Now, there were a lot of issues behind this, much of which was connected to club drama and club members who hated Christianity. Also I'm sure he didn't want to be seen as stealing members of the Latin rite away.

But. There is definitely an element of both Orthodox churches and Eastern Catholicism that is... reserved? standoffish? suspicious of strangers? protective of what they have? shying off easily?

I think these people mean well, of course. But.

Carolina Cannonball said...

Maureen, I have experienced that within our own Church too. There have been more than one occasion when I visited a eastern catholic (of ETHNIC origin) they were stand offish.

That brings another element to my questions... it would seem rather that Westerners are viewed having to be off limits to things Eastern... whether they be Orthodox or our own Eastern Catholics.

Maybe the thought of a parish over run with converts is scary. Converts due tend to bring with them a certain western/prot theology & way of worship they want to keep distinctly separate from the Eastern style of worship. To which I agree.

More later. Separate post.

rightwingprof said...

I avoid Greek parishes as a matter of principle, because the Greeks are surely the worst at having no use for you if you aren't Greek. The Slavs have been here over a hundred years, and are as American as anyone else; I have not experienced any ethic club standoffishness here. The OCA parish is, as OCA (and Antiochian) parishes tend to be, pan-ethnic, and they are a very welcoming congregation.

Inter-ethnic antagonism is another thing, but very real even here. It's a bad idea for Russians to go to Ukrainian parishes, or vice versa. Ahem.

A Simple Sinner said...

However, and forgive me if I'm reading too far into your comment, but do you consider it wrong to grant the churches of smaller nations autocephaly when their indigenous clergy is prepared for it?

Since, as a Catholic, I do not ascribe to the ecclesiology of autocephalous polyarchy... Well it isn't for me to say when and where it is appropriate.

The far-reaching power of the Patriarchates of Rome, Moscow, etc. throughout the centuries suggests to me that a national identity (while it should be always secondary to Christ in the eyes of His people) is compromised when ecclesiastical allegiances are with one who holds great political sway in a foreign nation.

The nation that I belong to, as a Catholic, transcends nation-state boundaries and I am ill-prepared to discuss when and where it is appropriate to create or defend nation-state churches.

The suspicion that autocephaly was offered as a bribe is a valid one, but do you consider this the necessary case?
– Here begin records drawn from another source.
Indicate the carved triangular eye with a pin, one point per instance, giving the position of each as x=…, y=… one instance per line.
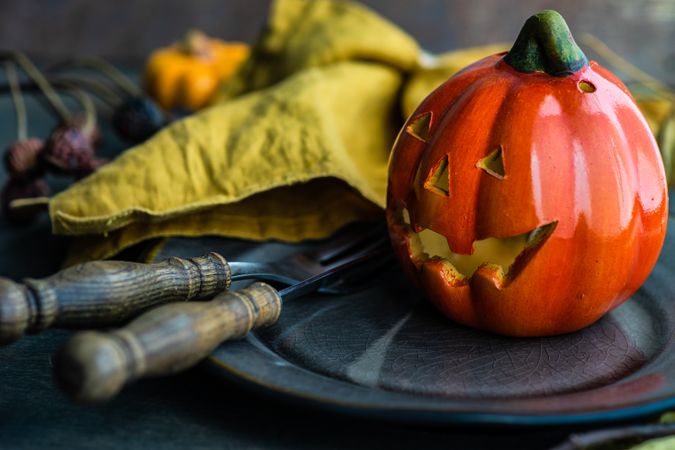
x=438, y=180
x=493, y=164
x=419, y=127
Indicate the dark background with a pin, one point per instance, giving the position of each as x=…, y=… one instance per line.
x=125, y=31
x=198, y=409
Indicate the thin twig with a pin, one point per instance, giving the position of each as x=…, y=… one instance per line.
x=104, y=67
x=39, y=79
x=17, y=101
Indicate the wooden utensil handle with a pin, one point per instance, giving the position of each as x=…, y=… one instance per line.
x=94, y=366
x=105, y=292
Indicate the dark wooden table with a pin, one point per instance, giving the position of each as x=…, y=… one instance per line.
x=198, y=409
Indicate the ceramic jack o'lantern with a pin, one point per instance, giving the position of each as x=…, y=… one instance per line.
x=526, y=194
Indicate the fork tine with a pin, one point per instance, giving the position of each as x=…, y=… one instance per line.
x=348, y=240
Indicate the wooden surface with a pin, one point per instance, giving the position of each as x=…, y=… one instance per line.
x=104, y=293
x=94, y=366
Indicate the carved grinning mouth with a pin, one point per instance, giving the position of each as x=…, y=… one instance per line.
x=505, y=255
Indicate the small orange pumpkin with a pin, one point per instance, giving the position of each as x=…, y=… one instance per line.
x=187, y=74
x=526, y=194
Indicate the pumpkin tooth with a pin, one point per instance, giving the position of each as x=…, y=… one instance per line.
x=496, y=259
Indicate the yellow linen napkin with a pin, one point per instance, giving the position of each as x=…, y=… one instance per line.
x=296, y=147
x=322, y=84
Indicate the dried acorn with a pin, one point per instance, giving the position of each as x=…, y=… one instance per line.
x=22, y=158
x=18, y=189
x=68, y=151
x=138, y=118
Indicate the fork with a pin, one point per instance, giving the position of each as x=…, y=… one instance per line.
x=104, y=293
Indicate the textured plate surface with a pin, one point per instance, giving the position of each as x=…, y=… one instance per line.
x=386, y=352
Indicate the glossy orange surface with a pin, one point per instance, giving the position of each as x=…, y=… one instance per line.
x=179, y=78
x=584, y=161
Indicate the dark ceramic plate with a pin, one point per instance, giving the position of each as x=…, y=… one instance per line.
x=386, y=352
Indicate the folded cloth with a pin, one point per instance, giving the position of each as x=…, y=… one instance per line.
x=295, y=147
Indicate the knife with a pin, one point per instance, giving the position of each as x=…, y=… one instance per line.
x=93, y=366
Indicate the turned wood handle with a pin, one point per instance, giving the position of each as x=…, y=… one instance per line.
x=105, y=293
x=93, y=366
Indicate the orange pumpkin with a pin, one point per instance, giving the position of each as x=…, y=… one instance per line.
x=187, y=74
x=526, y=194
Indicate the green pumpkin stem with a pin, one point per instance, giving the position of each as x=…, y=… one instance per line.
x=545, y=44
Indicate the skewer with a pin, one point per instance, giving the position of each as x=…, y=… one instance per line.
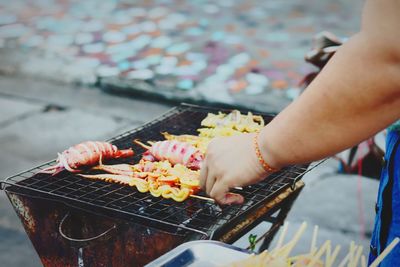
x=136, y=141
x=357, y=256
x=319, y=253
x=282, y=236
x=314, y=240
x=387, y=250
x=333, y=256
x=363, y=261
x=203, y=198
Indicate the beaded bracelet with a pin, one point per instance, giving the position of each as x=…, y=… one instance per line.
x=265, y=165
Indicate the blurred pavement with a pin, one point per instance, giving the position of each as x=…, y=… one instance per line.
x=39, y=119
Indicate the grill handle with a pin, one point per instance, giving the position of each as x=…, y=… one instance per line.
x=84, y=242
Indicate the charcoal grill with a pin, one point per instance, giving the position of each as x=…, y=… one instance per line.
x=73, y=221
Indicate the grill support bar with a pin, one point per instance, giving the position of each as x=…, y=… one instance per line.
x=283, y=202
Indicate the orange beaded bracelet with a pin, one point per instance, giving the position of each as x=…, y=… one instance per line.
x=265, y=165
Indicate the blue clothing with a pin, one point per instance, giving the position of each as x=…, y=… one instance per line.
x=387, y=220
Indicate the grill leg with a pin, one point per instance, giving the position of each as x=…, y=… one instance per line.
x=278, y=221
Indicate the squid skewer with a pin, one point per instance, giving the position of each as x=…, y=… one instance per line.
x=86, y=154
x=175, y=152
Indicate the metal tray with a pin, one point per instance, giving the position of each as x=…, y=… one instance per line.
x=200, y=254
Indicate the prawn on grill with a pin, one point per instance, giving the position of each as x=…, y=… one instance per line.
x=175, y=152
x=86, y=154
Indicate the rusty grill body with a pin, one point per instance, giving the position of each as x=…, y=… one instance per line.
x=73, y=221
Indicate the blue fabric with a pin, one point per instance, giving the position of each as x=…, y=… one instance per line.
x=387, y=220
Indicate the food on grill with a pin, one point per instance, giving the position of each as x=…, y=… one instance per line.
x=199, y=142
x=217, y=132
x=234, y=120
x=86, y=154
x=175, y=152
x=317, y=257
x=159, y=178
x=143, y=186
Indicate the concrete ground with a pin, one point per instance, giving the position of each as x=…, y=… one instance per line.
x=38, y=119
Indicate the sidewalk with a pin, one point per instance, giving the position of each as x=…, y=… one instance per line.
x=60, y=115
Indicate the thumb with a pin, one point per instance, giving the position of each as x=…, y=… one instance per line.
x=232, y=198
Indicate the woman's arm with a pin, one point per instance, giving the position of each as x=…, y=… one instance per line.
x=356, y=95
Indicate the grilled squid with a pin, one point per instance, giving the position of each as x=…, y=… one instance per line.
x=175, y=152
x=86, y=154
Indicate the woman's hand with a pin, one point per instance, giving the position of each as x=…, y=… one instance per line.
x=230, y=162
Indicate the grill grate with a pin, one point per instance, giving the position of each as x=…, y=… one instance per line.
x=123, y=201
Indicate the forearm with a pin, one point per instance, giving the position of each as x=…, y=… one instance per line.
x=356, y=95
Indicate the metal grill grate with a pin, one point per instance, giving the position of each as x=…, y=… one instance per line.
x=123, y=201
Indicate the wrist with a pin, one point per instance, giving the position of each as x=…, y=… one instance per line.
x=260, y=156
x=267, y=150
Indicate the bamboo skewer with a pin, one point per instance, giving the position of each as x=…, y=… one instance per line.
x=333, y=256
x=320, y=252
x=282, y=236
x=357, y=256
x=363, y=261
x=203, y=198
x=136, y=141
x=314, y=240
x=387, y=250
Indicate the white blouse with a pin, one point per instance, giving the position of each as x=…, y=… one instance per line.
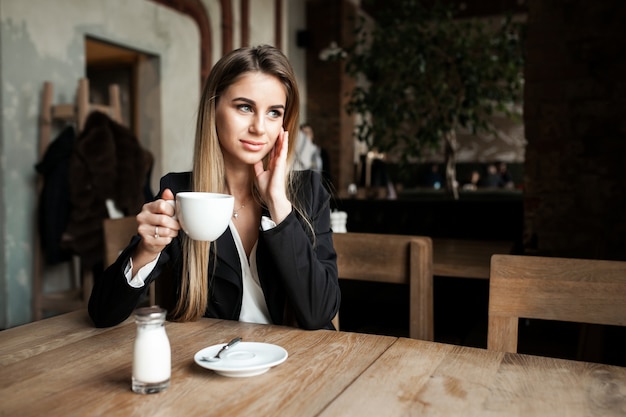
x=253, y=306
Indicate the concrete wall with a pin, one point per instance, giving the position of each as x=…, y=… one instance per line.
x=43, y=40
x=574, y=115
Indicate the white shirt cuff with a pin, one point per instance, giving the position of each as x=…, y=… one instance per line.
x=139, y=280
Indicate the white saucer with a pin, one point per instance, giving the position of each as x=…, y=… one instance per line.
x=243, y=359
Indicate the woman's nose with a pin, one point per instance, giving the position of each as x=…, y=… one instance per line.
x=258, y=125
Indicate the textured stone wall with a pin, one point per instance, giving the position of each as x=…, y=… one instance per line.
x=575, y=106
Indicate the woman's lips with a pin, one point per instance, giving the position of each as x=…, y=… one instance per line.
x=253, y=146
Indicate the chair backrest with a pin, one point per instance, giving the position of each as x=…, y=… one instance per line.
x=392, y=259
x=560, y=289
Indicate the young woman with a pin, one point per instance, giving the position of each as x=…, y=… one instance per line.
x=276, y=262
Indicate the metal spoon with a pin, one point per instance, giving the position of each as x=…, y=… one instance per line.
x=222, y=350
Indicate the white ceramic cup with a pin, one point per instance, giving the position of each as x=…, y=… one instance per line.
x=204, y=216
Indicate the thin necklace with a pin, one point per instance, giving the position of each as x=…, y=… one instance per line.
x=236, y=212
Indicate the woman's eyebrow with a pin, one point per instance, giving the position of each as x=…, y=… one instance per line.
x=253, y=103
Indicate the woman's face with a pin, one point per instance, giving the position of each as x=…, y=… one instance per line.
x=249, y=117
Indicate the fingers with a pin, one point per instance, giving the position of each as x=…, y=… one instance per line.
x=167, y=194
x=156, y=224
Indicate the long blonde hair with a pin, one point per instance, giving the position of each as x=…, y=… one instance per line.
x=208, y=161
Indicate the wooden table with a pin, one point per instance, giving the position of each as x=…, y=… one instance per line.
x=466, y=258
x=64, y=367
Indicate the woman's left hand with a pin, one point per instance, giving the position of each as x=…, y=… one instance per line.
x=272, y=182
I am not sure the question here.

John offers:

"All of that said there is no difference in faith and doctrine between them and the Roman Catholic Church. And that is after all what it boils down to. The mechanics of the liturgy are not what it's all about. It's the faith behind the liturgy. As an Orthodox Christian I see them as Roman Catholics who choose to celebrate their spiritual life in the Byzantine manner. There is nothing wrong with that. But externals aside, there is no difference between them and the Roman Church in the matters of importance which divide us. "
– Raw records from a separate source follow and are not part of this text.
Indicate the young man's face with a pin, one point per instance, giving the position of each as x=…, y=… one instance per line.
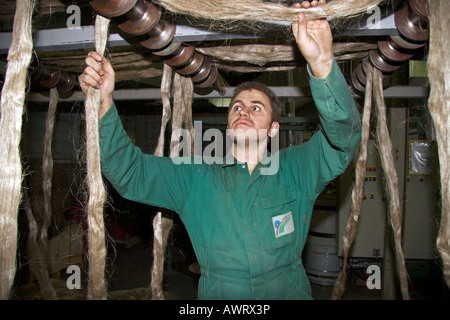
x=251, y=113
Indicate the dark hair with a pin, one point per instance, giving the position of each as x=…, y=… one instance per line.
x=275, y=103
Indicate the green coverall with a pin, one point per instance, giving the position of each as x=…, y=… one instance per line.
x=248, y=231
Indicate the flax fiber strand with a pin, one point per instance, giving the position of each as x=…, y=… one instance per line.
x=156, y=291
x=12, y=100
x=258, y=10
x=97, y=194
x=163, y=221
x=357, y=191
x=37, y=249
x=392, y=194
x=36, y=256
x=439, y=106
x=47, y=168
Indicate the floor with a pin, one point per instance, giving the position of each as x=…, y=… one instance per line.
x=181, y=283
x=129, y=266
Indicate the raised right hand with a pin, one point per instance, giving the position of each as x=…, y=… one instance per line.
x=98, y=74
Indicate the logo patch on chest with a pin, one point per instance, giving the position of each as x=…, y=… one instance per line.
x=283, y=224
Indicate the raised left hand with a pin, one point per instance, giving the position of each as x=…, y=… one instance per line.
x=314, y=40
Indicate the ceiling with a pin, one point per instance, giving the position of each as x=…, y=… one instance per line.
x=269, y=49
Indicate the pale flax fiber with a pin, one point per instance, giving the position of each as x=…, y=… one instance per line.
x=358, y=188
x=97, y=193
x=439, y=106
x=391, y=181
x=258, y=10
x=155, y=290
x=12, y=100
x=163, y=221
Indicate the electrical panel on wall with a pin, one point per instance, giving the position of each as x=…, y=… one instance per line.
x=369, y=240
x=421, y=201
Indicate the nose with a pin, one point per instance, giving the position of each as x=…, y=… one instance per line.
x=243, y=112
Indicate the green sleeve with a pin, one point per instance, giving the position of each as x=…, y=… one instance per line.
x=328, y=153
x=137, y=176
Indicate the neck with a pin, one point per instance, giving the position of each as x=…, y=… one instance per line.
x=250, y=152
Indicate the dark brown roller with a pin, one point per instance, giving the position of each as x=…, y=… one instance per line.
x=66, y=82
x=389, y=53
x=112, y=8
x=160, y=36
x=142, y=18
x=378, y=62
x=52, y=81
x=209, y=80
x=178, y=59
x=357, y=85
x=204, y=72
x=193, y=67
x=169, y=50
x=405, y=23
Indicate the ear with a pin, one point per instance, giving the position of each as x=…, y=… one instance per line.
x=274, y=129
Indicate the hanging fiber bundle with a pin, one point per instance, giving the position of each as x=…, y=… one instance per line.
x=12, y=100
x=97, y=194
x=182, y=115
x=387, y=162
x=258, y=10
x=161, y=222
x=439, y=106
x=357, y=192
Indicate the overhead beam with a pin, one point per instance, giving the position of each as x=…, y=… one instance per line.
x=394, y=92
x=63, y=39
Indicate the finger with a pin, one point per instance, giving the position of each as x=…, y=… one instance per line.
x=95, y=55
x=97, y=66
x=301, y=27
x=305, y=4
x=92, y=78
x=87, y=81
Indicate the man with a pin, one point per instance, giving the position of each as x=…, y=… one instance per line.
x=248, y=229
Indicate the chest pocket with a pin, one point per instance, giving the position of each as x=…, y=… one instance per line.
x=278, y=219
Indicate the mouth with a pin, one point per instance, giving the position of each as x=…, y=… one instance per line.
x=242, y=122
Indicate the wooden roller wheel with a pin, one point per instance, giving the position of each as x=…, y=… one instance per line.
x=407, y=28
x=66, y=82
x=209, y=80
x=112, y=8
x=184, y=54
x=194, y=66
x=52, y=81
x=142, y=18
x=160, y=37
x=378, y=62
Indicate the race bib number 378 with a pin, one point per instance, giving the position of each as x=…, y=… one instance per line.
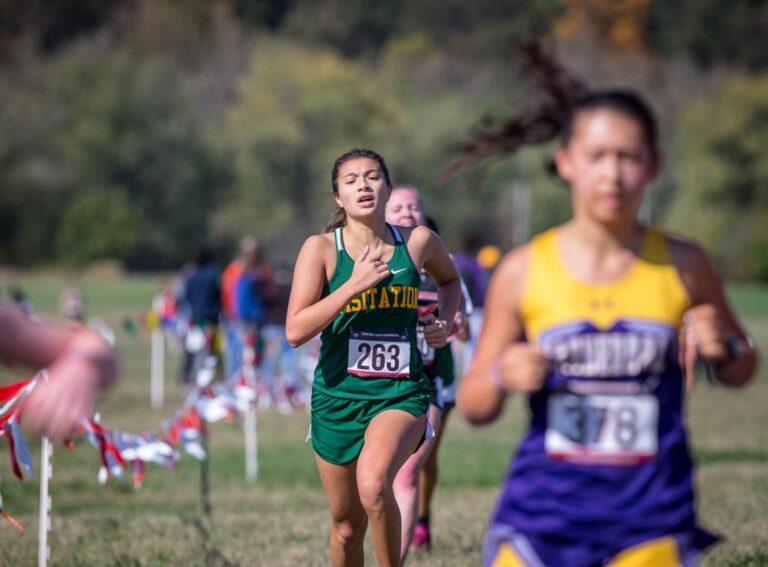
x=607, y=429
x=385, y=355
While this may be the ad hoc undestanding of Catholicity and Orthodoxy with which John works, there is, in fact, no formal framework for defining either among the nation-state churches that are a part of the .

It may be the case that you feel most comfortable with these terms, understandings, and ecclesiologies... but there is no formal framework in place to make these understandings definative.
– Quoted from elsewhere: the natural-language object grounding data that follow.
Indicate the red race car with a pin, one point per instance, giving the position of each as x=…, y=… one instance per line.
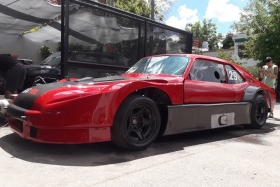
x=159, y=95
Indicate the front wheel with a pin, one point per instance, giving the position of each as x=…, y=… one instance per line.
x=136, y=124
x=38, y=81
x=259, y=111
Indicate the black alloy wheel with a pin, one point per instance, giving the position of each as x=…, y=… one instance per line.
x=259, y=111
x=136, y=124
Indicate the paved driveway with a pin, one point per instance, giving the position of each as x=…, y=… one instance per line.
x=224, y=157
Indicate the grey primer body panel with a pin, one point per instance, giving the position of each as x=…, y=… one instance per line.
x=185, y=118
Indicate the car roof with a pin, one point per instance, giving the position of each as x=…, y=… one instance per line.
x=195, y=56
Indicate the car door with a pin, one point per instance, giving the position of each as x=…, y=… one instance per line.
x=236, y=81
x=207, y=83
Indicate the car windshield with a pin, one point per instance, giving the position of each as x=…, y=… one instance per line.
x=172, y=65
x=52, y=60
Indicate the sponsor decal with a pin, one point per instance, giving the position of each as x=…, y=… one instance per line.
x=226, y=119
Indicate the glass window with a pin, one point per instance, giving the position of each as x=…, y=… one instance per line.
x=172, y=65
x=204, y=70
x=233, y=76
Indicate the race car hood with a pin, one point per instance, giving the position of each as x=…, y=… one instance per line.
x=61, y=91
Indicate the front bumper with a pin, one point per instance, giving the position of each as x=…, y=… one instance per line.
x=26, y=123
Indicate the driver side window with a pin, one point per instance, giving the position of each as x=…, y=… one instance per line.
x=204, y=70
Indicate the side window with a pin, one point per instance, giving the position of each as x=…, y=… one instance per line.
x=233, y=76
x=204, y=70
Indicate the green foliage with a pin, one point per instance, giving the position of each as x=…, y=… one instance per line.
x=228, y=41
x=206, y=31
x=226, y=55
x=36, y=28
x=198, y=52
x=138, y=7
x=260, y=21
x=45, y=51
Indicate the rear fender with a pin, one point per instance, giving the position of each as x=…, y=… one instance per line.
x=252, y=91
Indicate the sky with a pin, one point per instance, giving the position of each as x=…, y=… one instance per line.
x=222, y=12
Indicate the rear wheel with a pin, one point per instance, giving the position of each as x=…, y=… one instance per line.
x=136, y=124
x=259, y=111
You are free to espouse these views... but as a Serbian Orthodox monk I knew (of whom I was rather fond) back during the period when I was "taking instructions" to join the OCA would say "Who can say?..."

Adam said...

As Fr. Peter Galadza of the UGCC likes to say, "Eastern Catholics have no natural allies"--mistrusted by RCs (if known by them at all), and as often disdained by the Orthodox. But not all Orthodox are as rude as the one you encountered. I know several Orthodox priests rather well and regularly celebrate services with them--even to the point of an Orthodox priest and deacon presiding at Vespers, and allowing me, a UGCC subdeacon, to serve alongside them fully vested and in the altar with them.